Kubernetes API Server Certificate

Next, we’ll generate a certificate for the Kubernetes API server. The API server is the central component that handles communication between all other Kubernetes components and external clients, acting as the gateway to the cluster.

This certificate is critical because it ensures that all communication with the API server is secure and trusted. The certificate will authenticate the API server's interactions with the controller nodes, worker nodes, and other clients, protecting the integrity and confidentiality of data exchanged in the cluster.

{

cat > kubernetes-csr.json << EOF
{
  "CN": "kubernetes",
  "key": {
    "algo": "rsa",
    "size": 2048
  },
  "names": [
    {
      "C": "US",
      "L": "Portland",
      "O": "Kubernetes",
      "OU": "Kubernetes The Hard Way",
      "ST": "Oregon"
    }
  ]
}
EOF

cfssl gencert \
  -ca=ca.pem \
  -ca-key=ca-key.pem \
  -config=ca-config.json \
  -hostname=10.32.0.1,172.34.0.0,controller0.mylabserver.com,172.34.0.1,controller1.mylabserver.com,172.34.2.0,kubernetes.mylabserver.com,127.0.0.1,localhost,kubernetes.default \
  -profile=kubernetes \
  kubernetes-csr.json | cfssljson -bare kubernetes

}

This is a server certificate that the Kubernetes API server uses to enable secure access to the API over TLS. It includes the internal IP addresses and hostnames of the components that will connect to the API, such as the controllers and their respective IP addresses, as well as the load balancer.

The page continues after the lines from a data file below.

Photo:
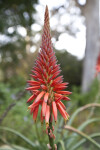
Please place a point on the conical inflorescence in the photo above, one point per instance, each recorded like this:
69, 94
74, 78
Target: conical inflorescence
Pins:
47, 85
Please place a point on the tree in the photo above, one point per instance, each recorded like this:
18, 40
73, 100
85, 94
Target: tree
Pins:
91, 12
14, 15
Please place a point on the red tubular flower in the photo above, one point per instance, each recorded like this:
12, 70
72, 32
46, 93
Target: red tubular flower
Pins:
47, 85
98, 65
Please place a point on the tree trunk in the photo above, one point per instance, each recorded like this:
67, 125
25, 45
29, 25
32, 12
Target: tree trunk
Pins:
91, 13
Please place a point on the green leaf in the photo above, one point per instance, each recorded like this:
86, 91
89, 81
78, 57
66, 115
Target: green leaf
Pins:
81, 109
20, 135
84, 140
80, 128
83, 135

Kubernetes Service Account Key Pair

Next, we need to generate a Kubernetes service account key pair. This certificate is used to sign service account tokens, which allow pods to authenticate with the API server securely.

{

cat > service-account-csr.json << EOF
{
"CN": "service-accounts",
"key": {
"algo": "rsa",
"size": 2048
},
"names": [
{
"C": "US",
"L": "Portland",
"O": "Kubernetes",
"OU": "Kubernetes The Hard Way",
"ST": "Oregon"
}
]
}
EOF

cfssl gencert
-ca=ca.pem
-ca-key=ca-key.pem
-config=ca-config.json
-profile=kubernetes
service-account-csr.json | cfssljson -bare service-account

}

Conclusion

Now that we have generated all the necessary certificates, we are well-prepared for the next steps in setting up our Kubernetes cluster. These certificates ensure secure communication between the various components, allowing them to authenticate and trust each other.

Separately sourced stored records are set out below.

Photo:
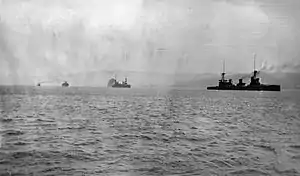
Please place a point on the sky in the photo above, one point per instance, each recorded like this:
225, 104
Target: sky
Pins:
48, 40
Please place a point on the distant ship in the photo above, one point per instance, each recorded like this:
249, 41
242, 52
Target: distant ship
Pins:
65, 84
254, 85
114, 83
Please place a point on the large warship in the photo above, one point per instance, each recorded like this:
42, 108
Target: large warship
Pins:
114, 83
254, 85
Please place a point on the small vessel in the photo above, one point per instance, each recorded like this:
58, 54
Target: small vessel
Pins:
65, 84
114, 83
254, 85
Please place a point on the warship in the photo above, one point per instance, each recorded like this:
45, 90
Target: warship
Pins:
114, 83
65, 84
254, 84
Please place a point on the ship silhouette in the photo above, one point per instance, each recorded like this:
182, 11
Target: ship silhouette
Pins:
114, 83
254, 84
65, 84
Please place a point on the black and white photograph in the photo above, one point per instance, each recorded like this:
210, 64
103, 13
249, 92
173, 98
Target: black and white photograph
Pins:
149, 88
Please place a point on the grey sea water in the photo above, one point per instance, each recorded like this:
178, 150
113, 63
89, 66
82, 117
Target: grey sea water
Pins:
98, 131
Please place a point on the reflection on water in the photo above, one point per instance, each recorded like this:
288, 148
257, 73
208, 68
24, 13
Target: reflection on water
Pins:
55, 131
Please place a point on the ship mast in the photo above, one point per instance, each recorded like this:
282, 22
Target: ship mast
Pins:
254, 56
223, 73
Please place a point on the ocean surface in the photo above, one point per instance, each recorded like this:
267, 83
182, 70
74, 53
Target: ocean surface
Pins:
99, 131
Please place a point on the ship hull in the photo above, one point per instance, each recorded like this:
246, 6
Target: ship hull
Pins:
121, 86
248, 88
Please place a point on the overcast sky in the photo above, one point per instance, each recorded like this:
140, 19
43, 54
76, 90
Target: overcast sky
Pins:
44, 38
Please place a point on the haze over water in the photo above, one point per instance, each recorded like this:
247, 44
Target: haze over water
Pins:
71, 131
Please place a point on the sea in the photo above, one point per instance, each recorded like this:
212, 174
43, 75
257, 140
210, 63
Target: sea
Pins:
141, 131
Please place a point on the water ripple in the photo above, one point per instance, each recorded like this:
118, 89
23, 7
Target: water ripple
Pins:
135, 132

With these certificates in place, we can proceed to install and configure the Kubernetes components effectively. This will include setting up the API server, controllers, worker nodes, and other essential services. Each component will utilize its respective certificates to establish secure connections, ensuring that our cluster operates securely and efficiently.

We’ll cover the installation process in detail in another post, where we’ll guide you through deploying the Kubernetes components, configuring networking, and verifying that everything is working as intended. This foundational work with certificates is crucial, as it sets the stage for a secure and reliable Kubernetes environment.